Il tempo, i luoghi, le cose, la sua è una raccolta di echi dove emerge l’enigma del tempo. Lungo le vie che tagliano i campi si esercita ogni giorno in vista di una corsa solitaria, senza concorrenti se non il mistero d’esistere. Sotto il sole, nell’oscurità, di giorno, nella brillantezza di un’aurora o sulle rive di un fiume. Tramonti e albe, ombre che si agitano durante notti cariche di un’energia invisibile che si avverte nell’agitarsi di un germoglio come metafora di quanto è stato, oppure annuncio di ciò che avverrà. Lo affascina il pensiero di ciò che si cela al di là del buio mentre il filare dei minuti dilata la misura della vita.

L’oscurità racchiude un giorno prossimo a venire, e così per sempre, fino a quando un lume qualsiasi avrà la possibilità di rischiarare un tratto d’esistenza. L’ombra è un segreto nel vuoto, oppure, per l’artista, una nube che avanza sospinta da una fantasia retrospettiva.
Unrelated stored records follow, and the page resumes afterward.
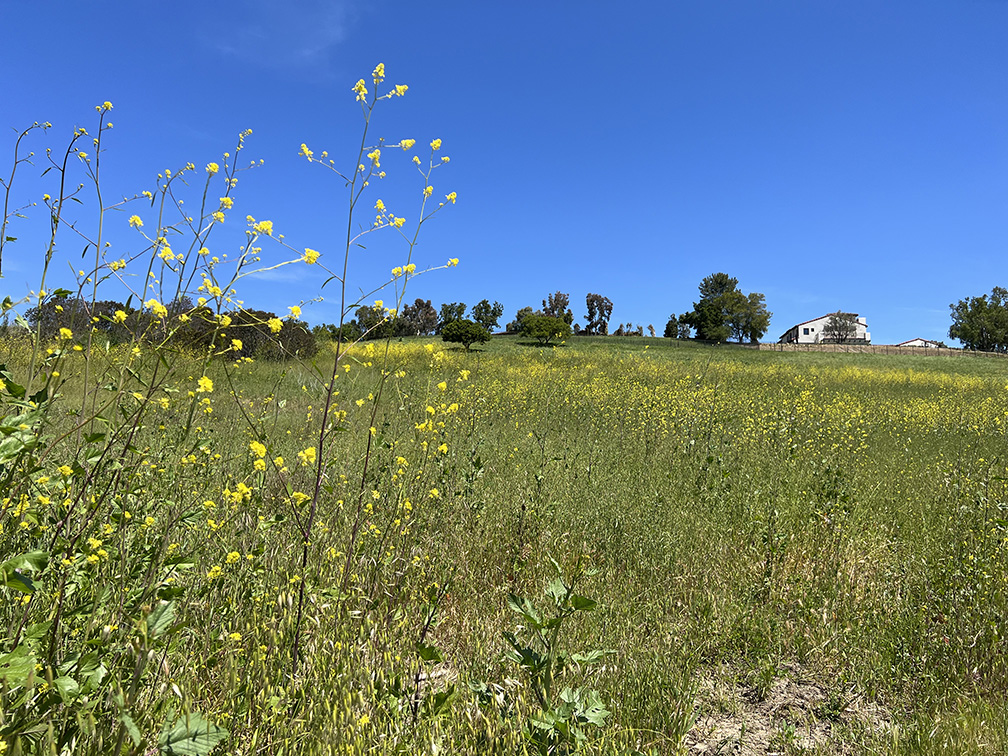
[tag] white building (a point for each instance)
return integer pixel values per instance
(811, 332)
(918, 342)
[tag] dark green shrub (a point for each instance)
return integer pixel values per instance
(543, 328)
(465, 332)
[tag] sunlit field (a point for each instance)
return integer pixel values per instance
(219, 535)
(702, 526)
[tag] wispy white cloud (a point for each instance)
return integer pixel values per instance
(280, 33)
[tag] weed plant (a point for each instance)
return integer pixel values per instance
(389, 546)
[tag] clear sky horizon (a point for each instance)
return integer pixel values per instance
(833, 155)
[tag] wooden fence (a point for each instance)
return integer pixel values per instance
(878, 349)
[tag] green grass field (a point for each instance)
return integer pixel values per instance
(624, 545)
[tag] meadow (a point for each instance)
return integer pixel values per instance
(720, 522)
(610, 545)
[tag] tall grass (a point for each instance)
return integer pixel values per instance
(401, 547)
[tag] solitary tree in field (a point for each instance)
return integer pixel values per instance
(515, 326)
(840, 328)
(465, 332)
(451, 311)
(544, 328)
(599, 310)
(487, 315)
(418, 319)
(556, 306)
(724, 311)
(981, 323)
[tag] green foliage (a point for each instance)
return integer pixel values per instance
(981, 323)
(724, 311)
(840, 328)
(487, 315)
(561, 715)
(556, 305)
(465, 332)
(519, 319)
(418, 319)
(544, 329)
(600, 308)
(450, 311)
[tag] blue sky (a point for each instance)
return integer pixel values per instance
(832, 154)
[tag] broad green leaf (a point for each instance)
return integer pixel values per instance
(428, 653)
(131, 728)
(16, 666)
(67, 687)
(160, 618)
(191, 736)
(12, 572)
(525, 609)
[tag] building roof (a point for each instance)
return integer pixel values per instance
(799, 325)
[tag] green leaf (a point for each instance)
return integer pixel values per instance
(16, 666)
(525, 609)
(131, 728)
(67, 687)
(592, 657)
(12, 572)
(557, 590)
(437, 704)
(191, 736)
(428, 653)
(160, 618)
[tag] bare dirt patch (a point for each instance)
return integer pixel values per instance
(792, 714)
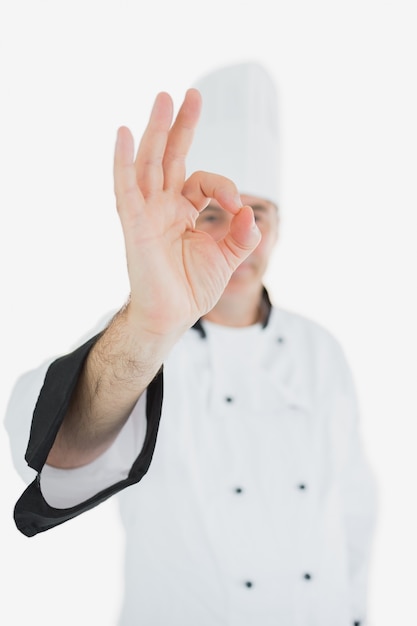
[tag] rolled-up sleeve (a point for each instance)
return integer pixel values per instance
(56, 496)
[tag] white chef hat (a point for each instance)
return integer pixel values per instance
(237, 135)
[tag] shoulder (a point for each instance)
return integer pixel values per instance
(305, 336)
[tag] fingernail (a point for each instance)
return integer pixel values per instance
(238, 200)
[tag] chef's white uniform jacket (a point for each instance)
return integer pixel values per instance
(259, 506)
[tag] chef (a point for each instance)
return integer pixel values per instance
(227, 426)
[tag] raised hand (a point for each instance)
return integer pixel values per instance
(176, 273)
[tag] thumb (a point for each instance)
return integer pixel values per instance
(242, 238)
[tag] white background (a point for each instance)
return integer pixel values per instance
(71, 73)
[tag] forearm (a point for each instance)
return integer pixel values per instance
(116, 372)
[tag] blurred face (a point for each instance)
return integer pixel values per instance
(216, 222)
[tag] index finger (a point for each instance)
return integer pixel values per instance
(201, 186)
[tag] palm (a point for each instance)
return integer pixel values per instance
(176, 273)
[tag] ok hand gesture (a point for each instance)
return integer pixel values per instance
(176, 273)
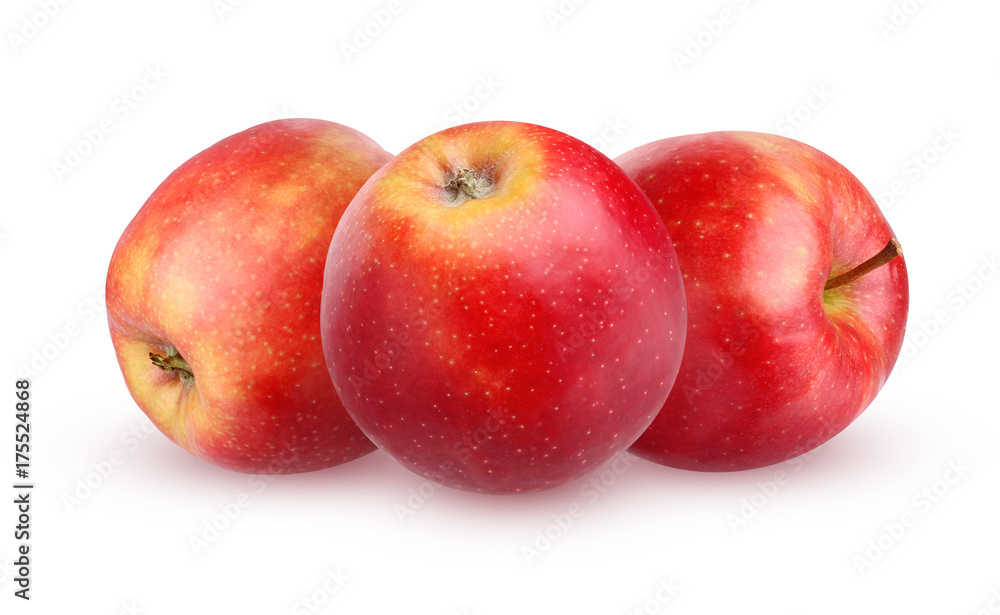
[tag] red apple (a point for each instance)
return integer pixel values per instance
(502, 309)
(782, 351)
(213, 297)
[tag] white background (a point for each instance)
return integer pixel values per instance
(872, 97)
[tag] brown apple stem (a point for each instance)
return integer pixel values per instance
(467, 185)
(889, 252)
(173, 363)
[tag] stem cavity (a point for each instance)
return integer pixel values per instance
(889, 252)
(173, 363)
(467, 184)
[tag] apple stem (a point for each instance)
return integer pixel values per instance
(467, 185)
(889, 252)
(173, 363)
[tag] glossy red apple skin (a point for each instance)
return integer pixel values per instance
(773, 366)
(509, 343)
(224, 265)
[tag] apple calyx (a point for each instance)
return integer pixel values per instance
(173, 363)
(468, 184)
(889, 252)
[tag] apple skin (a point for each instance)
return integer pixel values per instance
(511, 342)
(774, 365)
(223, 265)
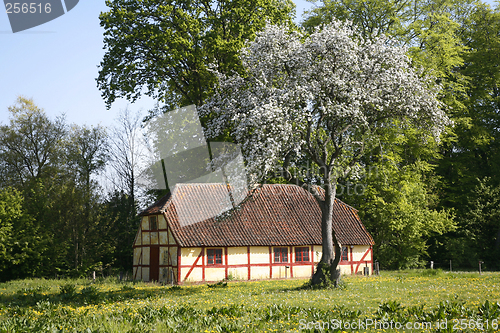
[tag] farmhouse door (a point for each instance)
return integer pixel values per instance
(154, 264)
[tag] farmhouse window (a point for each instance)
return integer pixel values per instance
(214, 257)
(301, 254)
(153, 223)
(345, 253)
(280, 254)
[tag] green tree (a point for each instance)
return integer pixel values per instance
(395, 204)
(87, 154)
(165, 48)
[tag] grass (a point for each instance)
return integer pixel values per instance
(108, 305)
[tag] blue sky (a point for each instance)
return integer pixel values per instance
(56, 65)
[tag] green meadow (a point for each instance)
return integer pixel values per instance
(465, 302)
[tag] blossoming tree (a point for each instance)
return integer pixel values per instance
(323, 98)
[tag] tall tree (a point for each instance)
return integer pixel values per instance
(323, 99)
(31, 150)
(87, 155)
(30, 147)
(167, 47)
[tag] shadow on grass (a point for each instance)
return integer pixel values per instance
(75, 295)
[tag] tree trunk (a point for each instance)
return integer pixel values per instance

Correre da un punto all’altro, da una borgata a un campo di grano, apparire qua e là per meglio nascondersi, coltivare illusioni che incontrano l’ansia di un futuro possibile, un epico avvenire che si sbroglia ogni volta che il sole si libera dei lacci della notte. La luce cancella le tracce di ciò che sarebbe potuto accadere, di ciò che era latente nelle pieghe del sonno, o che sembrava germinale in una realtà ancora da valutare e dentro alla quale ci si può nascondersi in compagnia di un filo d’erba, o di un rosso papavero. Nella mente cose e uomini scomparsi gli fanno compagnia con la loro assenza, con i loro lunghi tratti di ricordo. Chiude gli occhi, lancia la rete della memoria, la tuffa nel fondo della terra che si espande simile a uno sconfinato mondo d’alberi, di canali e di spazi rigati come una tabella marcata da mille solchi. Quando gli sembra giunto il momento, tira su la rete e la ritrova piena di storie, di ricordi che nel gioco dei rimandi si trasformano in effetti da custodire per sempre, in immagini destinate a chi sa guardarle.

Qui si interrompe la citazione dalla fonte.